I feel like Mrs. Peters and Mrs. Hale hid the evidence to protect Mrs. Wright because they felt "It never seemed a very cheerful place" (920). Also Mrs. Hale mentions how happy Mrs. Wright was before her marriage which led me to believe she was abused throughout the marriage by her husband and killed him as a result. With regarding the bird, I feel like she used the bird to practice on before she carried out the act on her husband.
Thursday, February 9, 2012
Elsa Wertman
The poem by Edgar Lee Masters tells the story of a German woman named Elsa Wertman, who has blond hair and blue eyes, and is working for a politician named Thomas Greene and his wife Frances Greene. When Thomas' wife is away, he seduces Elsa into sleeping with him.
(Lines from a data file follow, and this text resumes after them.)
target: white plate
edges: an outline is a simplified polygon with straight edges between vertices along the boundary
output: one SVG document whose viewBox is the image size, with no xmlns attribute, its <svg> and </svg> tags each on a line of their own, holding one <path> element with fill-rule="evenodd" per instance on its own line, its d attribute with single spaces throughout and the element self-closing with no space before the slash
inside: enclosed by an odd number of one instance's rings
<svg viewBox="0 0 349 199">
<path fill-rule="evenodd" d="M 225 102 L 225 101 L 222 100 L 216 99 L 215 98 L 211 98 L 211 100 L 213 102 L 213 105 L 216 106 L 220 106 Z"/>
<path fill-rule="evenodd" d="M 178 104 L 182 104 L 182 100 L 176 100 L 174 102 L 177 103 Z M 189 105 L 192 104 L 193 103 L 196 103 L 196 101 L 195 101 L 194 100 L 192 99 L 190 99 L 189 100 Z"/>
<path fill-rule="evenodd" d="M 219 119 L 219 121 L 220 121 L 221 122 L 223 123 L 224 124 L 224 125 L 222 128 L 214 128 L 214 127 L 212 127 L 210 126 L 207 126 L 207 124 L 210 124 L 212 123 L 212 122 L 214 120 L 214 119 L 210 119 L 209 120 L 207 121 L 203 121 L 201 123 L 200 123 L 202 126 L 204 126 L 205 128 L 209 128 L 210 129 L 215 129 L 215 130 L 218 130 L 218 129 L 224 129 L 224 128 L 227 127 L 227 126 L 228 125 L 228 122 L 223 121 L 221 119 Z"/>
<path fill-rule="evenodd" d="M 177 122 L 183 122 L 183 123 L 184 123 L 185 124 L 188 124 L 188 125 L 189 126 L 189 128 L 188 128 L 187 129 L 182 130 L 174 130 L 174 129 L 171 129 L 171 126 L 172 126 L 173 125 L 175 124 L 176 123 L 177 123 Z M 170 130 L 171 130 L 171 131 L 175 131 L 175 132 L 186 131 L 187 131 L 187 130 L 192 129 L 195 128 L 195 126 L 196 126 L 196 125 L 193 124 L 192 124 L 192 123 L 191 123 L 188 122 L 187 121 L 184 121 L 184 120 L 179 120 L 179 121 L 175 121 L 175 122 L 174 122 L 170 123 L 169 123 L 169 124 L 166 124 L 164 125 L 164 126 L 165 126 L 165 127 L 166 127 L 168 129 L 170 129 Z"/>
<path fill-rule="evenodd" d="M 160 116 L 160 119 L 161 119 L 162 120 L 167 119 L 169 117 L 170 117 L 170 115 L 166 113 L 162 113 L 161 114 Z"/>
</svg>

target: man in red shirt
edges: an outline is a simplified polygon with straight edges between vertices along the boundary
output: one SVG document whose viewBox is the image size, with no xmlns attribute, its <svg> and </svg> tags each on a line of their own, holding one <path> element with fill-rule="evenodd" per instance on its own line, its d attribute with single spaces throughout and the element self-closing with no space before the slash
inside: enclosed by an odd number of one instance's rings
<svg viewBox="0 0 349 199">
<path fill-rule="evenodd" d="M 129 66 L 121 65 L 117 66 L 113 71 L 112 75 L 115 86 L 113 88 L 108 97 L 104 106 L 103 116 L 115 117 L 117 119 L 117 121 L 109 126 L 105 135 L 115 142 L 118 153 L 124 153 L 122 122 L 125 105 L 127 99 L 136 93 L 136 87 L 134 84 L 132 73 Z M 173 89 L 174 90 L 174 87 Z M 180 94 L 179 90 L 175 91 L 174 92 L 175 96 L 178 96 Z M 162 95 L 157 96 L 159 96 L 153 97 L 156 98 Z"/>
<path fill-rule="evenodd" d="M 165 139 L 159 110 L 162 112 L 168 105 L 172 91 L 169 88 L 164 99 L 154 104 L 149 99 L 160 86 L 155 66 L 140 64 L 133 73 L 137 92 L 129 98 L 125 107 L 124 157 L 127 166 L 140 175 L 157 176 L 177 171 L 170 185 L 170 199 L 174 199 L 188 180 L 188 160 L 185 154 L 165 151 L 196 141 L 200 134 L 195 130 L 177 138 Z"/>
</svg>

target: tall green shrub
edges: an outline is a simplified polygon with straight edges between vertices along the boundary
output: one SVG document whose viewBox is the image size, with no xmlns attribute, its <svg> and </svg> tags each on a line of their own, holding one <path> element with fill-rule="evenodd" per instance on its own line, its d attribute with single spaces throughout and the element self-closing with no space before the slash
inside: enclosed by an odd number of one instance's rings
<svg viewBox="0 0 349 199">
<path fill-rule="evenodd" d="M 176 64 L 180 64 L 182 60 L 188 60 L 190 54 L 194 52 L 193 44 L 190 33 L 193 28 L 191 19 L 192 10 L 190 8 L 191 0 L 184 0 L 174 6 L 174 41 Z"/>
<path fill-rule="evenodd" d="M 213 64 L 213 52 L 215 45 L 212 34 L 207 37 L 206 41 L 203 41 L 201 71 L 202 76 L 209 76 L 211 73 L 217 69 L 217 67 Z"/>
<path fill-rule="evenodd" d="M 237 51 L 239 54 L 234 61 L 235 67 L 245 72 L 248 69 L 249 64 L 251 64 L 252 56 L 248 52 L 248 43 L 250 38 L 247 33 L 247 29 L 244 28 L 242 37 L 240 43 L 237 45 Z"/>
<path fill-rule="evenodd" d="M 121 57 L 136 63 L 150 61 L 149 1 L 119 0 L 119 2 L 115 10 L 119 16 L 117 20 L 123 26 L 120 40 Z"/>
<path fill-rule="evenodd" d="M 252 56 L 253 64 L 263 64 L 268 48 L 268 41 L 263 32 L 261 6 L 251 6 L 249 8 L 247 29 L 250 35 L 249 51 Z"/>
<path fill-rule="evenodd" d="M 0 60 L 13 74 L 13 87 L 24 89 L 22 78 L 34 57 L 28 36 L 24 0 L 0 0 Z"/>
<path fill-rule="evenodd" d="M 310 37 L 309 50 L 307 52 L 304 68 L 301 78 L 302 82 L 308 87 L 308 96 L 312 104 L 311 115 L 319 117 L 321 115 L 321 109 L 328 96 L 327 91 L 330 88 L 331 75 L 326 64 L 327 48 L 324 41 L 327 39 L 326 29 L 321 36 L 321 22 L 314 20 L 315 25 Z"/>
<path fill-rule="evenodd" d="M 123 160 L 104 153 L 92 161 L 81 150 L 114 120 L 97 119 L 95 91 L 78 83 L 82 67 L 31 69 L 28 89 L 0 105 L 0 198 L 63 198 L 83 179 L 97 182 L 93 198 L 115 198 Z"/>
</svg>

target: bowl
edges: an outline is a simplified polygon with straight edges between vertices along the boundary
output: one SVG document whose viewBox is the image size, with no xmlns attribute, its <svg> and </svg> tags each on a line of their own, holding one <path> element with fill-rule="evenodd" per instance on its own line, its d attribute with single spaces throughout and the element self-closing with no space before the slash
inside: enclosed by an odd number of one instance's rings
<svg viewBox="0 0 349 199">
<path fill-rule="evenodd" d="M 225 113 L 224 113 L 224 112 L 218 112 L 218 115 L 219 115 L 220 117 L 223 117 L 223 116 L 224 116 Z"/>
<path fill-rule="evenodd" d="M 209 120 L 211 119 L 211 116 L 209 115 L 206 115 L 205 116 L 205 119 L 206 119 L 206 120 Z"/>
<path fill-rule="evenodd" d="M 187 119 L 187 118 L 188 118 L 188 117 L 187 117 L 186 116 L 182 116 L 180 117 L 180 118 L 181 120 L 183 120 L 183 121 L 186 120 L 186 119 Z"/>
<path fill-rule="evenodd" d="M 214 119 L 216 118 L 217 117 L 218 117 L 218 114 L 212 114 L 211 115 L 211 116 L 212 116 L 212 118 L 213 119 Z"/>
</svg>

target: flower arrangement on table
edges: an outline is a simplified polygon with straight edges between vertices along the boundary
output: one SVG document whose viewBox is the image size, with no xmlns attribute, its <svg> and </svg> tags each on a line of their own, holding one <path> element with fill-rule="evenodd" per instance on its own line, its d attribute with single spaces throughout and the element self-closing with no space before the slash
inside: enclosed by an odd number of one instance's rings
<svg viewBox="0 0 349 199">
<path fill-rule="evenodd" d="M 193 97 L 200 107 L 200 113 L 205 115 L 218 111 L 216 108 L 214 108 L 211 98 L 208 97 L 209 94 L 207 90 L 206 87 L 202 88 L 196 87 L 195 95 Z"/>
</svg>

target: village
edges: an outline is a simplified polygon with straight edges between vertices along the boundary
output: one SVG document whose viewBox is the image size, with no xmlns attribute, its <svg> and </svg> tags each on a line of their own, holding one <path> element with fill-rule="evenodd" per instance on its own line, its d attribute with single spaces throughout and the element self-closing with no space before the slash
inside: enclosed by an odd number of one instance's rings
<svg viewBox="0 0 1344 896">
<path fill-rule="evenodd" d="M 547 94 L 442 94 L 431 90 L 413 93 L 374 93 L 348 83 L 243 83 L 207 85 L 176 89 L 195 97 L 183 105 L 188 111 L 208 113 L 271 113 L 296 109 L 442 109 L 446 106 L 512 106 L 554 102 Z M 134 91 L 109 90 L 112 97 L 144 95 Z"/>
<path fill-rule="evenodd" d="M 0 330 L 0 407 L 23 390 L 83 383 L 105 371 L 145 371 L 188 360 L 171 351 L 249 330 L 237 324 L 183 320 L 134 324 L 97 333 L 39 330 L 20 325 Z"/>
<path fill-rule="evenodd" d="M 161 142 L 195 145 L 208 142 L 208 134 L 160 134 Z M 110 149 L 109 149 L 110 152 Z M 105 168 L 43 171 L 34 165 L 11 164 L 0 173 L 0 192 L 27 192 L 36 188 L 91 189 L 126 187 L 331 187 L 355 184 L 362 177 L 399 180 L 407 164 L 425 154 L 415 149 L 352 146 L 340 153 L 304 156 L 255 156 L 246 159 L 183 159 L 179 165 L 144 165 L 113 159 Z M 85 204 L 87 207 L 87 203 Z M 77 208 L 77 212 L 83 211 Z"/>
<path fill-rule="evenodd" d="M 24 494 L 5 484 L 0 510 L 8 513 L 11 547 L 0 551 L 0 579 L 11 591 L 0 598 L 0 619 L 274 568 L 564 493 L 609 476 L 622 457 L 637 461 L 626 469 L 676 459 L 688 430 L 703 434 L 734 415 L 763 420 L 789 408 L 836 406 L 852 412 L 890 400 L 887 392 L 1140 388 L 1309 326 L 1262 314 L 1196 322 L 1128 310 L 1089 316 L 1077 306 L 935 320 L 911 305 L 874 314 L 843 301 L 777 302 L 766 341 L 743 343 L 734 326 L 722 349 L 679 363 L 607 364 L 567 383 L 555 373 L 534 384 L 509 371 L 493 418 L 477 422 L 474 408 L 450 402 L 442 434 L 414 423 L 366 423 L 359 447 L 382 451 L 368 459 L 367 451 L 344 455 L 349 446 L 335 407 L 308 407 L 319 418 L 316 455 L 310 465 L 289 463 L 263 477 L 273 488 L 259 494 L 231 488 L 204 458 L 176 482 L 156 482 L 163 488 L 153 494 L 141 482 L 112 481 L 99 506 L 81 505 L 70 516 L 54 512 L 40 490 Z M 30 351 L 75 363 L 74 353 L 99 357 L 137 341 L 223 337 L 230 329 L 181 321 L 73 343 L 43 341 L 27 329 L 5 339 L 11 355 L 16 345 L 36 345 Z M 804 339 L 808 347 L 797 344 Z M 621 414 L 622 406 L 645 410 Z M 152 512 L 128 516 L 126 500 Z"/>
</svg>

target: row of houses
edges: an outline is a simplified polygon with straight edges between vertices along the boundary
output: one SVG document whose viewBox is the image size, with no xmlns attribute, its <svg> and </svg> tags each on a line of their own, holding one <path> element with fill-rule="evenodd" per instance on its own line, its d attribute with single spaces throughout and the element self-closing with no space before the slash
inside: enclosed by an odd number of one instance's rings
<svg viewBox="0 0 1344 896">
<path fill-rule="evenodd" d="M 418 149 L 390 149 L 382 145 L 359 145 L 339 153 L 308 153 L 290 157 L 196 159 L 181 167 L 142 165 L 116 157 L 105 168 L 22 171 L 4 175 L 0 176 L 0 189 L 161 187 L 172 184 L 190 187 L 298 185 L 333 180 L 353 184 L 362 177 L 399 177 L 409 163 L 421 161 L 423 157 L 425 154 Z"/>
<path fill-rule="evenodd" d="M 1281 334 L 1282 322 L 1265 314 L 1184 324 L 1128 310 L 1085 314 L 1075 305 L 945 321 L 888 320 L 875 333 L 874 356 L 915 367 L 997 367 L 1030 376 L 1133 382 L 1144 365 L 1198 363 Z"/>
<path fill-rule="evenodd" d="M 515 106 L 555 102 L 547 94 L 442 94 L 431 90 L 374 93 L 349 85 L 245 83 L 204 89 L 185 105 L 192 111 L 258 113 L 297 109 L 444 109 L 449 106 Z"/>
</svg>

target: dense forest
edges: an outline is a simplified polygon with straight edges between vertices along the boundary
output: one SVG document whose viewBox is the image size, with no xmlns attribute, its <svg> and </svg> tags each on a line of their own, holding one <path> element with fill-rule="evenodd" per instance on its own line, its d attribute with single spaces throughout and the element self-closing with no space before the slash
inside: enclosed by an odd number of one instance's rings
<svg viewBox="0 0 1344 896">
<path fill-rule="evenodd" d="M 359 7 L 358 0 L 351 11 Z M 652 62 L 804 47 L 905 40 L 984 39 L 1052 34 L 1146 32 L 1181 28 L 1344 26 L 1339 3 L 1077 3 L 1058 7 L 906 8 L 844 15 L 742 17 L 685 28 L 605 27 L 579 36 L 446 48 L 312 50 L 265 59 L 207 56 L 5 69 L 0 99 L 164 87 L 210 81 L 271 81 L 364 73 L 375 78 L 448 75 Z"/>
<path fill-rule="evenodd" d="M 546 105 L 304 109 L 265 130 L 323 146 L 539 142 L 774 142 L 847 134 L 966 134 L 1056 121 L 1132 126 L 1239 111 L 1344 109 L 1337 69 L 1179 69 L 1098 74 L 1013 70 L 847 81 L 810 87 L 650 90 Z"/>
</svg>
Although it describes that "neither of us seemed to know what happened" (878), Elsa says when Thomas came onto her "I turned my head". After reading this, I'm convinced Elsa was raped and had no desire to be with Thomas Greene. However, when Elsa's "secret began to grow" meaning she is pregnant, Mrs. Greene finds out about the affair and tells Elsa that she will take the baby and raise the child as her own, since Elsa is not married and can't support the baby. Mrs. Greene's behavior strikes me as very strange because I expected her to be angry, upset or even shocked, but she presents herself as very calm and understanding. Reading the lines "so she hid in the house and sent out rumors, as if it were going to happen to her", I'm not sure whether her intention is to cover up the affair from the public or if it was a planned event between Mr. and Mrs. Greene so they could have a child to pass on their name. At the end after Elsa has married another man and years have passed, Elsa sees her child again at a political rally and acknowledges Hamilton Greene as her own son, not with pride but with verification.
Wednesday, February 1, 2012
Roman Fever and The Open Boat
In the short story “Roman Fever,” which I had read previously, I always found Mrs. Slade to be a horrible, stuck up upper class woman. Horrible in the sense that she become so blinded by jealousy from Mrs. Ansley, someone she had known since childhood, and her relationship with Mr. Slade that she hurt her. The fact that she tried to give Ansley Roman Fever through a fake letter, just to illuminate the competition is awful and tells me that women back then had nothing better to do then hurt each other over a man. “It’s odd you never thought of it, if you wrote the letter.” “Yes. I was blind with rage.” (P. 786). I was glad at the end when Mrs. Ansley revealed to Mrs. Slade that she had a child with Mr. Slade, a daughter named Barbara.
I found the “The Open Boat” to be quite interesting because by not often using their names, and referring to them as their professions instead, I feel like Crane expands the background of the story. It’s like Crane almost wants his audience to identify with the four men. Their obscure naming interprets them as more anonymous and therefore relatable and generalized.
Though the characters angered me at times because I feel they didn't really communicate or work together with each other, and stretch a theme that is misconception. The men do not communicate with each other that extensively, but they do have various misconceptions. For example, the cook and the correspondent have differing notions of the location of the nearest station that could launch a rescue mission; both are incorrect. “None of those other boats could have got ashore to give word of this wreck,” said the oiler, in a low voice, “else the life-boat would be out hunting us.” Also I think it wasn't fair that the oiler and the correspondent where the only ones rowing when everyone could have taken a turn so the two weren't completely exhausted and the oiler could have survived.